Sirvan estas líneas, pues, como meras pistas y como invitación implícita a emprender la exploración de múltiples elementos plásticos (en el sentido más amplio) -en gran parte de eso que algunos, los “puristas” más inmovilistas, podrían calificar de “extra-cinematográficos”- que encuentro particularmente significativos y productivos, no sólo por haber sido estudiados apenas, sino que pocos cineastas, incluso entre los que en algún momento han reivindicado una cierta filiación “godardiana” que hoy niegan, se han animado a prolongar o desarrollar pese a la existencia creciente de medios técnicos que, con costes muy reducidos, permitirían multiplicar este tipo de experiencias fundamentales para la ampliación y renovación del concepto de cine, y necesarias para su supervivencia como algo vivo e interesante, como arte y no como mero entretenimiento, como experiencia y expresión más que como puro negocio.
Ya sé que está casi “de moda” tratar a Godard como a una especie de “último dinosaurio”, anacrónico superviviente irreductible de un modo de entender el cine del que pocos tienen nociones medianamente claras y otros parecen haberse empeñado en olvidar. Incluso un brillante novelista al que siempre he tenido por inteligente ha creído rendirle tributo, hace unos días, con una columnita que, leída con un mínimo de atención, resultaba involuntariamente despectiva, aparte de que revelaba cuán poco al corriente de la evolución de Godard estaba el autor de esas extemporáneas líneas, y con qué facilidad se cree en este país que en el resto del mundo se le hace el mismo caso omiso.
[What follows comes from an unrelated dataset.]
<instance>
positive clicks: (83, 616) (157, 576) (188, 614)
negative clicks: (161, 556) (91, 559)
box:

Comprendo que a la mayor parte de los directores en activo, a los que yo más bien calificaría, a lo sumo, de “realizadores”, les irrite que algunos consideremos que un viejo de casi 75 años -los cumplirá el próximo 3 de diciembre- siga siendo lo más nuevo y avanzado que ha dado el cine, pero podría replicárseles (si tuvieran algún mérito que hiciese obligatorio darles explicaciones por manifestar una convicción que para ellos constituye, por lo que se ve, una afrenta) que la culpa es estrictamente suya: es decir, de aquellos que, en lugar de avanzar a partir de sus hallazgos y de la libertad que conquistó, en principio para todos, se han empeñado en ignorar unos y otra, y han tendido a retroceder. Si Godard sigue encabezando la vanguardia, sin siquiera proponérselo, es porque los demás han tomado otros rumbos, muy divergentes, y avanzan como el cangrejo.
Le mépris |
Aunque las primeras películas de Jean-Luc Godard, rodadas en blanco y negro y en escenarios naturales, le granjearon fama de “improvisador”, cuando no -entre sus más fervientes detractores, que surgieron tan pronto como sus admiradores casi incondicionales- de inepto o “descuidado”, reproche que no dudaban en sumar, unas líneas arriba o abajo, a la acusación de “formalista”, sin advertir la contradicción ni molestarse en conciliar ambos calificativos. Todo esto a partir de su tercer largometraje, que fue el primero en color y formato Scope, el muy poco conocido musical “sui generis” Une femme est une femme (1961). Así es como su cine empieza a tener un tratamiento plástico mucho más elaborado y evidente o, si se prefiere, más patentemente deliberado, con casi brutales yuxtaposiciones de superficies de los colores primarios, y vago esquema cromático dominante burlonamente tricolor (rojo, blanco y azul), que se desarrolla y enriquece, con sucesivas matizaciones, en Le Mépris (El desprecio, 1963), Pierrot le fou (Pierrot el loco, 1965), 2 ou 3 choses que je sais d'elle y Made in U.S.A. (1966), que se extrema en La Chinoise y Week end (1967), e incluso en Le Gai Savoir (1968), y luego se diluye durante la fase militante-colectivista, para resurgir, desde otras posiciones y con una gama mucho más rica y refinada, desde Tout va bien(1972). Tras el impacto reconocido que para Godard supuso el tratamiento “físico” e “irrealista” del color ideado por Michelangelo Antonioni en II deserto rosso (El desierto rojo, 1964), Godard empieza a experimentar en esa línea “anti-naturalista” y manipuladora, quizá por vez primera en Made in U.S.A., y de forma más constante en varias de sus obras más recientes, quizá sobre todo en la segunda parte (en color, tras una primera en blanco y negro) de Éloge de l'amour (Elogio del amor, 2001).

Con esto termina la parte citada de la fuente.